In 2013 Hyundai Automotive SA donated the first library to the Southview High School in Lenasia South in collaboration with Hyundai Motor Company of South Korea and the Imperial and Motus Community Trust.
During the years that followed, Hyundai has focused on making an impact on the lives of learners in underprivileged communities, taking a lead from the Korean model where a relentless concentration on education since the 1950s laid the foundation for the successes of the modern South Korea.
“We wish to encourage learning, reading, an interest in technology, and education as a whole through this part of our corporate social investment programme,” says Niall Lynch, CEO of Hyundai Automotive SA, who handed over the library to Oscar Lekoane, principal of the Windmill Park Primary School
“We are proud of the part we can play to give children from this community a better education that will broaden their mind and vision. We need great, inquisitive learners who can become successful and productive adults in our country,” said Lynch.
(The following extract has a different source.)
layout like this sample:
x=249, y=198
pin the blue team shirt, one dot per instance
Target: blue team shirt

The libraries, where technology is used to enhance the reading and learning experience, are modern and well-maintained. Librarians, who come from the community surrounding the school, are at hand to assist the learners and to see that the centres are well maintained.
The library and resource centre is an important source of learning for the pupils of the Windmill Park Primary School, said Lekoane, the principal in his address. “We want our learners to develop and improve their reading. The library will also provide our learners a space that is beautiful. It will be fully utilised because it has the support of every member of our staff.”
Lekoane thanked the sponsors, Hyundai and the Imperial and Motus Community Trust, for the establishment and donation of the library and resource centre, and the change that it could bring to the lives of learners at his school.
Lebogang Mashile, a South African actress, writer and performance poet who addressed the learners in the audience at the handover ceremony, said “the library that you see here is a magical tool, it is a portal” to knowledge. “Without knowledge, you cannot produce the things that you need to survive.”
“You feed your mind with what you put into it. If you change your mind, you can change everything about the world around you. Those books in that library are a portal, a resource centre to change your mind,” said Mashile.
Samuel Matlhola, parts operations director at Hyundai Automotive South Africa, inspired the learners by his journey of studying and gaining knowledge to become a chartered accountant. “I learned through reading that I could gather so much knowledge,” said Matlhola.
“I am standing here today through the choices I had made in my life. It was through reading that I was able to make those good choices.